Poe wrote The Man of the Crowd at the dawn of the Victorian Era and during the Industrial Revolution. The many social changes and technological advancements of this age affected the entire world, but many of these changes occurred in dense cities like London, where the story takes place. This informs many of the details described as the narrator sits in a café and watches the people around him. He’s not only watching people go about their evening; he’s watching and identifying specific social classes of people that have been newly created in this quickly developing urban center. These categories include the clerks of a new middle class, the peddlers and “professional” beggars taking advantage of the swarming city population, and even the sick people and “ghastly invalids” who are likely victims of the era’s poor sanitation standards. Poe includes these details to effectively portray the world that he and many of his urban readers inhabited: a crowded yet lonely world where people struggled to reconfigure their lives to adapt to the rapidly advancing society around them. The increased urbanization of this period likely inspired Poe to explore dark Romantic themes of human emotion, isolation, and alienation within a busy and bewildering city setting.
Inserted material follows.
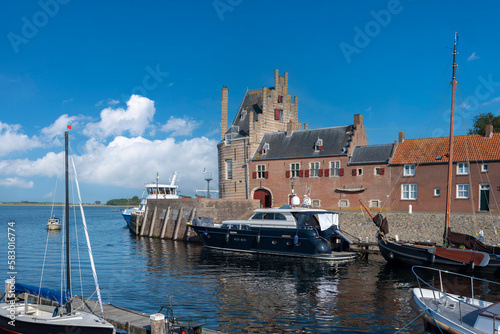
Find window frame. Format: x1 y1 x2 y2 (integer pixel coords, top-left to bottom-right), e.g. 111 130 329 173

Other Books Related to The Man of the Crowd

While “The Man of the Crowd” didn’t directly influence many other writers in its own right, it’s often cited for its similarities to some of Poe’s later works. For example, the premise of the story can be considered a precursor to the detective stories he would soon write. The narrator focuses on the minute details of the individuals walking past the window, deducing information about their personal histories, occupations, and social statuses based on seemingly innocuous clues. Poe would later use this idea again in his 1841 short story “The Murders in the Rue Morgue,” which features a detective who solves a mystery by noticing the smallest possible details. In this way, “The Man of the Crowd” is also a precursor to other works of classic detective fiction, anticipating famous mystery characters like Arthur Conan Doyle’s Sherlock Holmes and Agatha Christie’s Hercule Poirot. Ultimately, Arthur Conan Doyle, Agatha Christie, and most classic mystery authors probably owe much of their success to stories like “The Man of the Crowd,” since such stories planted the seeds that would eventually grow into classic detective story tropes. In particular, “The Man of the Crowd” was one of the first stories about an inquisitive and observant protagonist seeking to solve a dark mystery to uncover a secret crime, though Poe’s story ends without resolution, giving it a less tidy ending than most detective stories.
Key Facts about The Man of the Crowd
  • Full Title: The Man of the Crowd
  • When Written: 1840
  • Where Written: Philadelphia, United States
  • When Published: 1840
  • Literary Period: Romantic, Early Victorian
  • Genre: Gothic, Gothic Mystery
  • Setting: The streets of London during a busy evening in autumn
  • Climax: The narrator tries to confront the mysterious old man he has been following, but the old man simply ignores him and continues on his way.
  • Antagonist: The story has no traditional antagonist, but the old man whom the narrator follows is presented as mysterious in a sinister, antagonistic way.
  • Point of View: First Person Limited

Extra Credit for The Man of the Crowd

Genre Pioneer. Edgar Allan Poe is widely considered to be the inventor of the detective fiction genre. “The Man of the Crowd” features a few early elements of the genre, such as the protagonist making deductions about the people he watches based on the minute details of their physical appearance and mannerisms.

The Unreadable Book. The German book that Poe mentions at the beginning and end of the story is Hortulus Animae, which was printed in roughly 1500 in Germany. It was a once-popular prayer book, but according to Poe’s unknown source, it “does not permit itself to be read,” either because it contained something too horrible to be fully read or simply because there were no existing copies at the time.